Xiamen University, Shanghai AI Lab, Tencent · 2026-04-06 · notable

Video-MME-v2

Name: Video-MME-v2
Creator: Xiamen University, Shanghai AI Lab, Tencent
Published: 2026-04-06
License: https://creativecommons.org/licenses/by/4.0/
Keywords: benchmark, video, multimodal, vlm

Second-gen comprehensive video-understanding benchmark: three-tier complexity and group-based grading that penalises inconsistent answers, built with over 3,300 human-hours of annotation.

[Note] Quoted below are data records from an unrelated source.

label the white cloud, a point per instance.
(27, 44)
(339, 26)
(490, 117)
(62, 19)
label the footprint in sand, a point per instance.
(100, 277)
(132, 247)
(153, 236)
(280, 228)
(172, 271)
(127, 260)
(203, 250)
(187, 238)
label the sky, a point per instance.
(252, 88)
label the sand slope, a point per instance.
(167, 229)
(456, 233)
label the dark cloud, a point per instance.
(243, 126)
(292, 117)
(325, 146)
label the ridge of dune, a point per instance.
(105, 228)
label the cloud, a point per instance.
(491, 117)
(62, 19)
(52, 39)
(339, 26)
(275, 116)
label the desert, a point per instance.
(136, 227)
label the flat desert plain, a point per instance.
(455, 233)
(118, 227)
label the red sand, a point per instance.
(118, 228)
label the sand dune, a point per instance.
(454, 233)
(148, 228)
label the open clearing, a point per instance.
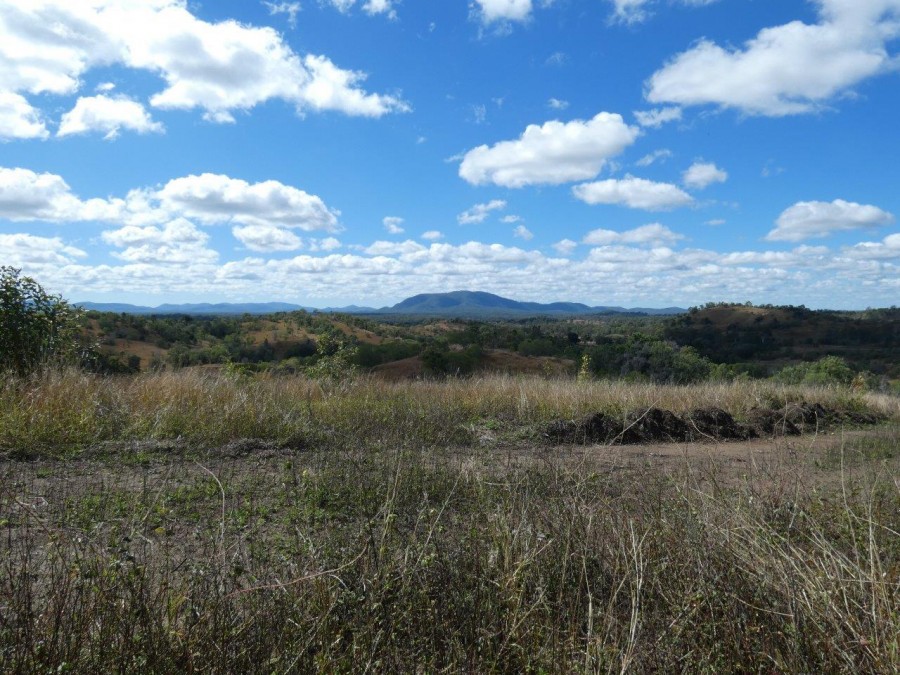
(201, 522)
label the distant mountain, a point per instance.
(199, 308)
(480, 304)
(349, 309)
(458, 304)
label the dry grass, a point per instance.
(430, 561)
(65, 410)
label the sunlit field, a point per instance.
(215, 523)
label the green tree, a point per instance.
(36, 328)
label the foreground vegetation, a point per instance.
(155, 557)
(59, 412)
(321, 519)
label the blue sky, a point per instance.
(629, 152)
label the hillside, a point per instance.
(772, 336)
(456, 304)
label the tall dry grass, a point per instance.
(423, 561)
(71, 409)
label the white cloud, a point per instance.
(887, 249)
(503, 10)
(326, 244)
(393, 224)
(557, 59)
(630, 11)
(645, 274)
(213, 198)
(657, 117)
(107, 115)
(383, 248)
(652, 234)
(266, 238)
(26, 195)
(636, 11)
(635, 193)
(553, 153)
(218, 68)
(806, 220)
(18, 119)
(523, 232)
(565, 246)
(178, 241)
(291, 9)
(373, 7)
(24, 249)
(655, 156)
(479, 212)
(701, 175)
(788, 69)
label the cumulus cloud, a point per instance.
(652, 234)
(217, 68)
(383, 248)
(18, 119)
(643, 273)
(211, 199)
(491, 11)
(655, 156)
(107, 115)
(787, 69)
(27, 196)
(703, 174)
(636, 11)
(553, 153)
(479, 212)
(373, 7)
(214, 198)
(26, 249)
(523, 232)
(635, 193)
(290, 9)
(807, 220)
(326, 244)
(393, 224)
(887, 249)
(266, 238)
(565, 246)
(657, 117)
(179, 241)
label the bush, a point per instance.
(825, 371)
(36, 328)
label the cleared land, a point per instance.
(208, 523)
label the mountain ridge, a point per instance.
(457, 304)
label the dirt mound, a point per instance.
(652, 425)
(655, 425)
(716, 424)
(596, 428)
(772, 422)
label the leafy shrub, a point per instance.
(36, 328)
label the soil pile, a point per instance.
(711, 424)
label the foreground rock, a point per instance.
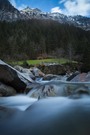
(13, 78)
(6, 90)
(79, 77)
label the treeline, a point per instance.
(30, 39)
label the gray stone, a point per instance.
(6, 90)
(13, 78)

Video-MME-v2 GitHub repository social card

The Video-MME benchmark gets a harder, more honest successor — with grading that penalises models for inconsistent answers.

Key specs

Annotation hours	3,300
Annotators	12
Reviewers	50

What is it?

Video-MME-v2 is a new evaluation benchmark for video-understanding models from a coalition including researchers at Xiamen University, Shanghai AI Lab and Tencent. It is the sequel to the original CVPR 2025 Video-MME, which frontier models have largely saturated. Version 2 is designed to expose where video-LLMs actually fail.

How does it work?

The benchmark has a three-tier complexity structure: multi-point visual information aggregation, temporal dynamics modelling, and multimodal reasoning that combines the two. Rather than plain accuracy, it uses group-based assessment that rewards coherent reasoning and penalises inconsistent answers across related questions. Data was curated by 12 annotators and 50 reviewers over roughly 3,300 human-hours with up to five review cycles.

Why does it matter?

If you are building or buying a video-language model, the old Video-MME is no longer a useful ranking signal — everyone scores high. Video-MME-v2 restores the signal and, more importantly, isolates which stage (visual grounding, temporal modelling, reasoning) is dragging a given model down.

Who is it for?

VLM researchers, teams shipping video-AI products.